Qi Luming, Zhong Furong, Chen Yang, Mao Shengnan, Yan Zhuyun, Ma Yuntong
State Key Laboratory of Characteristic Chinese Medicine Resources in Southwest China, Chengdu University of Traditional Chinese Medicine, Chengdu, 611137, China.
School of Pharmacy, Chengdu University of Traditional Chinese Medicine, Chengdu, 611137, China.
J Pharm Anal. 2020 Aug;10(4):356-364. doi: 10.1016/j.jpha.2019.12.004. Epub 2019 Dec 12.

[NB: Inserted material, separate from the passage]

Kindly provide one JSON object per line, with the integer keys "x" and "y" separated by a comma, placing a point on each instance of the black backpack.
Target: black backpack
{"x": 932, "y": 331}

Emblic medicine is a popular natural source in the world due to its outstanding healthcare and therapeutic functions. Our preliminary results indicated that the quality of emblic medicines might have an apparent regional variation. A rapid and effective geographical traceability system has not been designed yet. To trace the geographical origins so that their quality can be controlled, an integrated spectroscopic strategy including spectral pretreatment, outlier diagnosis, feature selection, data fusion, and machine learning algorithm was proposed. A featured data matrix (245 × 220) was successfully generated, and a carefully adjusted RF machine learning algorithm was utilized to develop the geographical traceability model. The results demonstrate that the proposed strategy is effective and can be generalized. Sensitivity (SEN), specificity (SPE) and accuracy (ACC) of 97.65%, 99.85% and 97.63% for the calibrated set, as well as 100.00% predictive efficiency, were obtained using this spectroscopic analysis strategy. Our study has created an integrated analysis process for multiple spectral data, which can achieve a rapid, nondestructive and green quality detection for emblic medicines originating from seventeen geographical origins.
余甘子药材因其卓越的保健和治疗功能而成为全球流行的天然资源。我们的初步结果表明,余甘子药材的质量可能存在明显的地域差异。目前尚未设计出快速有效的地理溯源系统。为了追踪其地理来源以便控制其质量,提出了一种包括光谱预处理、异常值诊断、特征选择、数据融合和机器学习算法的综合光谱策略。成功生成了一个特征数据矩阵(245×220),并利用精心调整的随机森林(RF)机器学习算法建立了地理溯源模型。结果表明,所提出的策略是有效的且可推广的。使用这种光谱分析策略,校准集的灵敏度(SEN)、特异性(SPE)和准确率(ACC)分别为97.65%、99.85%和97.63%,预测效率为100.00%。我们的研究创建了一个针对多光谱数据的综合分析流程,可对来自17个地理来源的余甘子药材实现快速、无损和绿色的质量检测。